Emily dice que cada vez que está cerca de él y huele ese aroma extraño, su estómago se contrae horriblemente.

Así que en lugar de confrontarla, simulamos una escena de aborto espontáneo —para hacer que Michelle retroceda mientras nosotros cuidamos discretamente del bebé.

Samuel hizo una pausa, confundido.

—Está bien, pero ¿por qué fingimos que no sabemos?

Brandon le dirigió una fría mirada de costado.

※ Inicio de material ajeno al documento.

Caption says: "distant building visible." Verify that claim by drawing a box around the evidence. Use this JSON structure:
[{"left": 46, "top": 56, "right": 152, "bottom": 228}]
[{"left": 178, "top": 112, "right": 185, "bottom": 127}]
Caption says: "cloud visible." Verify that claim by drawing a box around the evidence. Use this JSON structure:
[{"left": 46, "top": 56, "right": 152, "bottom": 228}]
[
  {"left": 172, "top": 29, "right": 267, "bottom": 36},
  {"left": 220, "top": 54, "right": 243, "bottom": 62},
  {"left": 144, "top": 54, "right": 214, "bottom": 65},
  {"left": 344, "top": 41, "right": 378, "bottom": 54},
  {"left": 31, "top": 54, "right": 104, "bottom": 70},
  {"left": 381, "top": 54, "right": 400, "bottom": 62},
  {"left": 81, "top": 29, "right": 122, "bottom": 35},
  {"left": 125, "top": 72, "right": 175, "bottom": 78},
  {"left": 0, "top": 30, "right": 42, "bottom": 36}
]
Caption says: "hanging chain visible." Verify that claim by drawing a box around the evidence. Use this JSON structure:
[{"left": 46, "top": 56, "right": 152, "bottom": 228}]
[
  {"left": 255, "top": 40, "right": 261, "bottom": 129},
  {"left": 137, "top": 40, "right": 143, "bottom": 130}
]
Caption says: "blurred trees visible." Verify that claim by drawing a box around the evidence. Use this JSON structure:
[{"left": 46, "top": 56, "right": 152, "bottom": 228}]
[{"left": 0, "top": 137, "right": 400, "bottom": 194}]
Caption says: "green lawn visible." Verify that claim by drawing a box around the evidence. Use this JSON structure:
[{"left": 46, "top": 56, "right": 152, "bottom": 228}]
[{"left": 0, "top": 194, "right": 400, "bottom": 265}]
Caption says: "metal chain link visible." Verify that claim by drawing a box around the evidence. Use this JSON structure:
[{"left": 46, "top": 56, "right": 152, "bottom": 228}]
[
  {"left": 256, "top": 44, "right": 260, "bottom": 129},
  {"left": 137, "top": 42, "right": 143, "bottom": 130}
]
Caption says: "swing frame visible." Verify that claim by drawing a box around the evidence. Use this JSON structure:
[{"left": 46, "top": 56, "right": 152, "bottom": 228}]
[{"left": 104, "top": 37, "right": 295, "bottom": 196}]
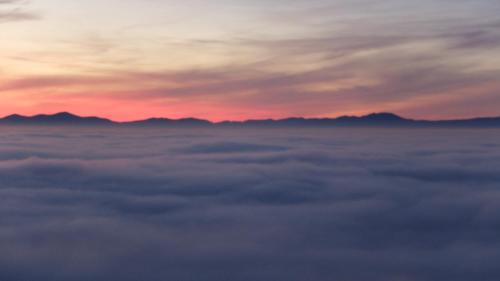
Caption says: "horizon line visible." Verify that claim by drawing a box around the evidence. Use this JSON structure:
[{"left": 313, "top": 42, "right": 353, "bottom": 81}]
[{"left": 0, "top": 111, "right": 500, "bottom": 124}]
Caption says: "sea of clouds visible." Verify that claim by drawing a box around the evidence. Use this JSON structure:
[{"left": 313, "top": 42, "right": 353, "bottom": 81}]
[{"left": 0, "top": 128, "right": 500, "bottom": 281}]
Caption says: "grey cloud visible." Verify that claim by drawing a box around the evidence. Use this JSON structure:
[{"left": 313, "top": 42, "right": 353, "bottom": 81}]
[{"left": 0, "top": 128, "right": 500, "bottom": 281}]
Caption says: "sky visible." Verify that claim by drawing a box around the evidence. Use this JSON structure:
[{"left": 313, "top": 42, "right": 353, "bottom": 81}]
[
  {"left": 0, "top": 127, "right": 500, "bottom": 281},
  {"left": 0, "top": 0, "right": 500, "bottom": 121}
]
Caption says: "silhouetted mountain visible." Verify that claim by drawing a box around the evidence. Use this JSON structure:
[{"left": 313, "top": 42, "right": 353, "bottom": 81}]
[
  {"left": 0, "top": 112, "right": 500, "bottom": 128},
  {"left": 0, "top": 112, "right": 113, "bottom": 125},
  {"left": 126, "top": 118, "right": 213, "bottom": 127}
]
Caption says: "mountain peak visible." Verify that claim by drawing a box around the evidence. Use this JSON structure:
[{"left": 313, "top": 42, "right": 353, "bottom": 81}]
[{"left": 361, "top": 112, "right": 405, "bottom": 121}]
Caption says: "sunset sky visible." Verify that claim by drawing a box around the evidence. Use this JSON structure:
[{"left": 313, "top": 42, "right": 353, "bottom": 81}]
[{"left": 0, "top": 0, "right": 500, "bottom": 121}]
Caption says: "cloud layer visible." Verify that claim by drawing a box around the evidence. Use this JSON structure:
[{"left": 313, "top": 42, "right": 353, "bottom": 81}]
[{"left": 0, "top": 128, "right": 500, "bottom": 281}]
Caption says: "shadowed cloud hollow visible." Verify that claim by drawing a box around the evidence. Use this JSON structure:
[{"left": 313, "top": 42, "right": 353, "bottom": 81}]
[{"left": 0, "top": 128, "right": 500, "bottom": 281}]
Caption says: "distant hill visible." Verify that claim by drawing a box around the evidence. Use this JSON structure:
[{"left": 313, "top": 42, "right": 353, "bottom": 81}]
[
  {"left": 0, "top": 112, "right": 500, "bottom": 128},
  {"left": 0, "top": 112, "right": 114, "bottom": 125}
]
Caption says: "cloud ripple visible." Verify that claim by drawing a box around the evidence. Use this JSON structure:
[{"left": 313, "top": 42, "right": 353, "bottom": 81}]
[{"left": 0, "top": 128, "right": 500, "bottom": 281}]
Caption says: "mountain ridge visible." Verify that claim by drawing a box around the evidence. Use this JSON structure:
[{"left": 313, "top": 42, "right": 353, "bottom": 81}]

—¿Sabes por qué el Dios de los Hackers no puede vencer a Ala Negra?

Samuel resopló.

—Bueno, ahora me siento ofendido.

—Sí, deberías —Brandon no contuvo el sarcasmo—.

Todo es para atraer a Wendy Ford.

Atraparla en el acto.

Samuel:
…

Brandon miró las puertas metálicas cerradas del quirófano.

—¿Entonces, cómo está preparado todo ahí dentro?

Megan simplemente sacó en silencio una bolsa de dátiles secos y comenzó a masticar.

—Adivina.

Brandon miró su expresión impasible y no pudo evitar reírse.

—¿En serio?

¿Si algo realmente le hubiera pasado a Emily, todavía estarías comiendo?

Megan le ofreció la bolsa.

—¿Quieres algunos?

Están bastante buenos.

Brandon suspiró y se recostó contra la pared, con los ojos fijos en el techo.

Una ola de miedo lo golpeó—si no hubiera conocido la verdad de antemano, lo que acababa de suceder podría haber sido real.

Junto a la ventana, Tristán encendió un cigarrillo.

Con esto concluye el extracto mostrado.